From: David Gibson <david@gibson.dropbear.id.au>
To: Shivaprasad G Bhat <sbhat@linux.ibm.com>
Cc: groug@kaod.org, qemu-ppc@nongnu.org, qemu-devel@nongnu.org,
aneesh.kumar@linux.ibm.com, nvdimm@lists.linux.dev,
kvm-ppc@vger.kernel.org, bharata@linux.vnet.ibm.com
Subject: Re: [PATCH REBASED v5 1/2] spapr: nvdimm: Implement H_SCM_FLUSH hcall
Date: Thu, 8 Jul 2021 16:12:37 +1000 [thread overview]

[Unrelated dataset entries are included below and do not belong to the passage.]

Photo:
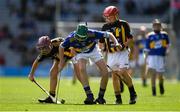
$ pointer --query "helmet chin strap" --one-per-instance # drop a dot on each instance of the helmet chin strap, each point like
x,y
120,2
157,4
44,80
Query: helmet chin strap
x,y
117,17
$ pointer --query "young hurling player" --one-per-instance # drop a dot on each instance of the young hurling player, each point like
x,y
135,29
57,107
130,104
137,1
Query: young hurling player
x,y
157,45
83,41
117,59
49,49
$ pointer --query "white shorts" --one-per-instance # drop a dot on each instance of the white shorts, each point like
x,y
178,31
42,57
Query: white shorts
x,y
132,64
95,55
141,59
118,60
156,62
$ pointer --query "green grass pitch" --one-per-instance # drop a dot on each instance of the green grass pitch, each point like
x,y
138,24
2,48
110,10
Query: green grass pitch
x,y
19,94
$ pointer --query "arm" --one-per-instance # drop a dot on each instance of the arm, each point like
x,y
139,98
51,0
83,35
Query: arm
x,y
61,58
113,38
33,69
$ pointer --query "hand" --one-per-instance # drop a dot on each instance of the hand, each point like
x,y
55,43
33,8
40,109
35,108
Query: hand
x,y
31,77
119,47
73,51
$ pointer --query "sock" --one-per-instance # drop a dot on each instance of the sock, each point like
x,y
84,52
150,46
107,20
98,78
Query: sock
x,y
52,93
101,93
88,92
132,91
154,91
144,82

Message-ID: <YOaXVZqXb631GoGR@yekko> (raw)
In-Reply-To: <162571303048.1030381.13893352223345979621.stgit@lep8c.aus.stglabs.ibm.com>
[-- Attachment #1: Type: text/plain, Size: 15673 bytes --]
On Wed, Jul 07, 2021 at 09:57:21PM -0500, Shivaprasad G Bhat wrote:
> The patch adds support for the SCM flush hcall for the nvdimm devices.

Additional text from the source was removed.